Remembering

This weekend we celebrate Memorial Day, originally known as “Decoration Day,” growing out of various observations following the Civil War, and only becoming an official federal holiday in 1971. 

When my grandmother was young, she and her family would go each year to lay flowers at the graves of those who had died in the war. As a young adult, that day took on added significance when her brother was killed in Vanuatu (a mountainous island in the South Pacific) during World War II. Some of you know that his body was only recovered in 2012.

For me as a child with a serving parent (my father was a submariner for twenty-seven years), Memorial Day was a clear and present reminder that his was not an ordinary job. The Vietnam War was at its height. My playmates had lost parents. Base ceremonies on this day made “gone, but not forgotten” more than a slogan. 

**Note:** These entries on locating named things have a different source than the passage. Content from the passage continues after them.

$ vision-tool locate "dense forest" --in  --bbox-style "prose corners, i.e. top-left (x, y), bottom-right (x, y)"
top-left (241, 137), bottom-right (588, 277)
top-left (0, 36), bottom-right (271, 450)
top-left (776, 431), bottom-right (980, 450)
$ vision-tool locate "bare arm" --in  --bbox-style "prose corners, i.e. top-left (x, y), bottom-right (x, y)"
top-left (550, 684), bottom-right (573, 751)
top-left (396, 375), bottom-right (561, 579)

My children, band members in middle and high school, remember Memorial Day as one which required them to rise early, ready to march in two parades (one in each of the “sending” towns). There was a festival atmosphere from townspeople lining the streets, but speeches from serving and formerly serving members made real the human cost of the wars in Iraq and Afganistan they only heard about in scattered news reports.

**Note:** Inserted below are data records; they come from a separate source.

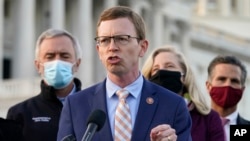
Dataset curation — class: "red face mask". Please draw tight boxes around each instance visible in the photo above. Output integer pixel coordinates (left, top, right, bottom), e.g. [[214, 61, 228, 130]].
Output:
[[210, 86, 243, 108]]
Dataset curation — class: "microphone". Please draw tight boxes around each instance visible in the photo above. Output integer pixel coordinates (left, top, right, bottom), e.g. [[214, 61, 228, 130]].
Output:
[[62, 134, 76, 141], [82, 109, 106, 141]]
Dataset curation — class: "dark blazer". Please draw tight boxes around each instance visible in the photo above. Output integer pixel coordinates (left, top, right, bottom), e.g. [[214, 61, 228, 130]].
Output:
[[57, 79, 192, 141], [236, 115, 250, 125], [0, 118, 23, 141]]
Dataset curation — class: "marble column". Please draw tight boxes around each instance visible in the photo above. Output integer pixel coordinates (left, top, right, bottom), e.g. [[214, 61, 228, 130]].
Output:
[[76, 0, 94, 87], [12, 0, 35, 79], [0, 0, 4, 81], [242, 0, 250, 18], [50, 0, 65, 29], [197, 0, 207, 16], [219, 0, 232, 17]]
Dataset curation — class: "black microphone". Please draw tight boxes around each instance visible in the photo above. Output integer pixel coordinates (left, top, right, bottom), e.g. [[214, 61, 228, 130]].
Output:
[[62, 134, 76, 141], [82, 109, 106, 141]]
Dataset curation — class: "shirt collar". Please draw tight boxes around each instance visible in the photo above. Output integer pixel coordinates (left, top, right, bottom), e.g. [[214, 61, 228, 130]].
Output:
[[106, 73, 143, 98]]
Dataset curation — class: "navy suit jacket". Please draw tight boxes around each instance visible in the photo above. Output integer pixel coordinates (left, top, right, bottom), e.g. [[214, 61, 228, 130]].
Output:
[[57, 79, 192, 141]]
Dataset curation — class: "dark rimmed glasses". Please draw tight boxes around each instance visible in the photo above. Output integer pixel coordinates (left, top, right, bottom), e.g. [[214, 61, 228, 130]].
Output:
[[95, 35, 140, 47]]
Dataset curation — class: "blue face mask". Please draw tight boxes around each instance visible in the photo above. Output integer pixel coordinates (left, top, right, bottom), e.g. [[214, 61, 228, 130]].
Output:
[[43, 60, 73, 89]]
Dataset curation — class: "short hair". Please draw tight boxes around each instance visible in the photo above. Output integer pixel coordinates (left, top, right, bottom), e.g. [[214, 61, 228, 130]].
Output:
[[142, 46, 211, 115], [207, 55, 247, 86], [96, 6, 146, 40], [35, 29, 82, 60]]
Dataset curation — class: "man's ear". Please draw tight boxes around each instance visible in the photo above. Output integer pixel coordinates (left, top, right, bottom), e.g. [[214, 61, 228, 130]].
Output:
[[34, 60, 42, 74], [73, 59, 82, 72], [139, 40, 148, 57], [206, 80, 212, 92]]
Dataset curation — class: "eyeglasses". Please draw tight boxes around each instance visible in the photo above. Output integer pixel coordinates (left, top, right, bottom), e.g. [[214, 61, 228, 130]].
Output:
[[95, 35, 140, 47]]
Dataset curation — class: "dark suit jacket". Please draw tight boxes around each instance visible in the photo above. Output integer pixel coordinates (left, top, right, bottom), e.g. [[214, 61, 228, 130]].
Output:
[[57, 79, 192, 141], [0, 118, 23, 141]]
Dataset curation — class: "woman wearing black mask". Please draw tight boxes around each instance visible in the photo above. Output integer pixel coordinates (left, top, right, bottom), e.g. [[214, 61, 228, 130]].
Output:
[[142, 47, 225, 141]]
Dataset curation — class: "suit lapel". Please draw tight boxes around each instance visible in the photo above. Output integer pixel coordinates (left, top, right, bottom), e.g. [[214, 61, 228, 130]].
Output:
[[131, 80, 158, 141], [91, 81, 113, 141]]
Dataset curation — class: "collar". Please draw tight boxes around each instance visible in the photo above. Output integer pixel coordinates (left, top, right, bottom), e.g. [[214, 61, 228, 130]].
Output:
[[106, 73, 143, 98], [40, 78, 82, 102]]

The Hebrew prophets Micah and Isaiah were well acquainted with the human cost of war. They cast a vision of the reign of God’s peace where people “shall beat their swords into plowshares and their spears into pruning hooks; nation shall not lift up sword against nation, neither shall they learn war anymore.” Their vision longs for a time when Memorial Day would not see new names added to litany of those who have died. Making that vision a reality is our work.

Lao-tsu, Taoist philosopher, observed 

“If there is to be peace in the world,
There must be peace in the nations.
If there is to be peace in the nations,
There must be peace in the cities.
If there is to be peace in the cities,
There must be peace between neighbors.
If there is to be peace between neighbors,
There must be peace in the home.
If there is to be peace in the home,
There must be peace in the heart.”

On this Memorial Day, I invite each of you to pause and remember those who have given their lives in service of this country, to pray for their families who live with the absence created by their death, and in their honor commit yourself to the hard work of peacemaking, beginning in your heart and with your family.